Blood Seekers was his magnum opus, a project he’d put his entire experience as a game designer into. Why would he want to turn it into something terrible? What could he possibly have to gain by doing so?
“He hasn’t’ made a statement?” I asked.
“No,” Altarus replied grimly. “In fact, no one has heard from him since this all began.”
“Probably in some secret data center somewhere,” Fujiko spat.
“What do you guys think about the monolith?” I asked. They were like me, and I’d expected to see recognition in their eyes, but all I saw was the same look Jacob had given me when I’d mentioned it to him.
“Monolith?” Mickey asked sheepishly.
“You all didn’t see the monolith?” I asked. Heads shook slowly and my heart sank. If they were like me, why hadn’t they seen it too? I guess it didn’t really matter—not at the moment. Everything was a question, and we were searching for answers.
“Okay, so what do we do?” I asked, bucking myself up the best I could.
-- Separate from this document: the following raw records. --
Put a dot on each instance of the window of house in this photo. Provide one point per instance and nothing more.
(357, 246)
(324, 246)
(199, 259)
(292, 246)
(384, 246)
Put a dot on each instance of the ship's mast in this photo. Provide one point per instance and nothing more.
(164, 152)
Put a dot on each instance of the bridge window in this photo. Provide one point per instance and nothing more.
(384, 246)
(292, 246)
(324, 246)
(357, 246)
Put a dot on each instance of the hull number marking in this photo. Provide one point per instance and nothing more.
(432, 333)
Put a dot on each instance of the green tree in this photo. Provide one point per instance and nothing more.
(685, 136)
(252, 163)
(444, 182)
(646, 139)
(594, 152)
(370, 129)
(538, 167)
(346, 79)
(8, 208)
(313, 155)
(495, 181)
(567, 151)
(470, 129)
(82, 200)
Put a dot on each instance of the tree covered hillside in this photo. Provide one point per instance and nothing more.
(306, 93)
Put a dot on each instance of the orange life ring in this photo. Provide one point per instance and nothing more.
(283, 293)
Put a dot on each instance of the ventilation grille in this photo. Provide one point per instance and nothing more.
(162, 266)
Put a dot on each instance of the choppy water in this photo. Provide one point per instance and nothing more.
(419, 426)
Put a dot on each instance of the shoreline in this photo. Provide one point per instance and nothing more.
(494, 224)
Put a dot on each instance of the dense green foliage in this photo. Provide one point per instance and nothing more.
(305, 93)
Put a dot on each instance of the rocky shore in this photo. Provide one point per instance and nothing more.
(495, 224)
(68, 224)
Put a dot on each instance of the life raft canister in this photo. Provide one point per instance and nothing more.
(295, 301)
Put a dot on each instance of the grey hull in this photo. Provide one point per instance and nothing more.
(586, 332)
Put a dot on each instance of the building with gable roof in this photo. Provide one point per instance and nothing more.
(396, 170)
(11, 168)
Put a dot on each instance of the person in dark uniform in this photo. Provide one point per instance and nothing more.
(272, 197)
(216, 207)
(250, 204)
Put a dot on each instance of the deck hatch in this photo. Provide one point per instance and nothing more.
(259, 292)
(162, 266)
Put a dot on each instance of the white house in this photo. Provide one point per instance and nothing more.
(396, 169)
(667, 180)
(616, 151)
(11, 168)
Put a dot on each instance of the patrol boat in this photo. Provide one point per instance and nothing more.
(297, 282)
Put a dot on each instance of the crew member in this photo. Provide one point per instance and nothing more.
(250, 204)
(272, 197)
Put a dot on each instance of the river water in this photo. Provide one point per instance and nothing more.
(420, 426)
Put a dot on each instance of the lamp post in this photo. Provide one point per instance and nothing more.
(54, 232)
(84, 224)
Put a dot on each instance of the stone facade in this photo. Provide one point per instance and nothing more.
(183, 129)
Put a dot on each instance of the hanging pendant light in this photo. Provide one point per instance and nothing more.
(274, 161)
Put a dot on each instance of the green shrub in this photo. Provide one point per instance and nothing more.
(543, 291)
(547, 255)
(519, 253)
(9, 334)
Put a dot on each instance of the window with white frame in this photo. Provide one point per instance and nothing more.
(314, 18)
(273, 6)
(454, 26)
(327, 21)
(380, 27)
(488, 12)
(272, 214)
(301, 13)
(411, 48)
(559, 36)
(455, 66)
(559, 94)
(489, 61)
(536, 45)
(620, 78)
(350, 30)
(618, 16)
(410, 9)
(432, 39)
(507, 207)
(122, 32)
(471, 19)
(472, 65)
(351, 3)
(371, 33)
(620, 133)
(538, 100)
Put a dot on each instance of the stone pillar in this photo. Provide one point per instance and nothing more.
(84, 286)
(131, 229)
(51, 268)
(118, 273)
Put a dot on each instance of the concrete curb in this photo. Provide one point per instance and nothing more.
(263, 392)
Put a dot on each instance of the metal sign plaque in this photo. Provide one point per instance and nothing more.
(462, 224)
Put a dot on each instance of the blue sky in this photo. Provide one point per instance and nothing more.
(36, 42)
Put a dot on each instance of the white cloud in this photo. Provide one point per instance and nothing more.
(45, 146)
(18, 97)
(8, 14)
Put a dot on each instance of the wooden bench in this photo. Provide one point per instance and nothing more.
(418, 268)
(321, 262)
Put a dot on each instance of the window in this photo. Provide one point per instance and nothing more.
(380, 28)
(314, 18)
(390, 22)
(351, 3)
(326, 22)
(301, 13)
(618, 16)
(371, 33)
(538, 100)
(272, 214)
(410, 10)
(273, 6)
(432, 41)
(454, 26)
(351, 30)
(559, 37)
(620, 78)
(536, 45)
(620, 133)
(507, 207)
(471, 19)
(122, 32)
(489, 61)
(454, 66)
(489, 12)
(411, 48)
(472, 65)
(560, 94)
“We go back in,” Fujiko said. “Level up and get to the bottom of this.”
“My Fount is toast,” I told them. “My character—”
“Stored server side, dude,” Mickey grinned. “Those days of direct device backup are long gone. You’re good to go!”
I shook my head in disbelief.
“We’re all in this together, Rand,” Altarus said. “If we’re going to get to the bottom of this, free those who are trapped there, we need to work together. Will you help us?”
The question was all but rhetorical. I’d come this far already; I wasn’t about to pull out now. So, I took a step forward to the Fount Mickey had prepared for me and took a seat on the gurney beside it. Taking the crown and sliding it onto my head, I looked up at my new friends.
“I’m at the Weeping Hills lamppost,” I told them. Altarus’ eyes lit up and they all made their way to their own Fount. “Just died in the Cragstone Plains.”
“Did you lose much Quintessence?” Fujiko asked.
“I don’t know,” I replied. “Killed a Stone Demon—”
“Waste of time going back then,” she scoffed. “We are based in Ebonmire, a long trek West of the Hills. Wait for us in town. We’ll meet up there.”
“Okay,” I replied, lying back on my bed. “I’ll work off my death penalty—hopefully it’ll be gone by the time you get there.” I noticed Mickey had taken a seat in a large rolling chair with a high back. “You’re not coming?”
He flicked his fingers quickly across a matte-black mechanical keyboard and shook his head. “I’m not a fighter. I’m the brains behind the brawn.”
“All right, Brainiac,” Fujiko scoffed. “Quit yappin’. We’ve got work to do.”
“See you on the other side,” Altarus said as he thumbed the button on his Fount. My head was spinning, but I was on the crest of the wave and there was nothing to do but keep riding it as long as I could. I reached over and pressed the button and closed my eyes.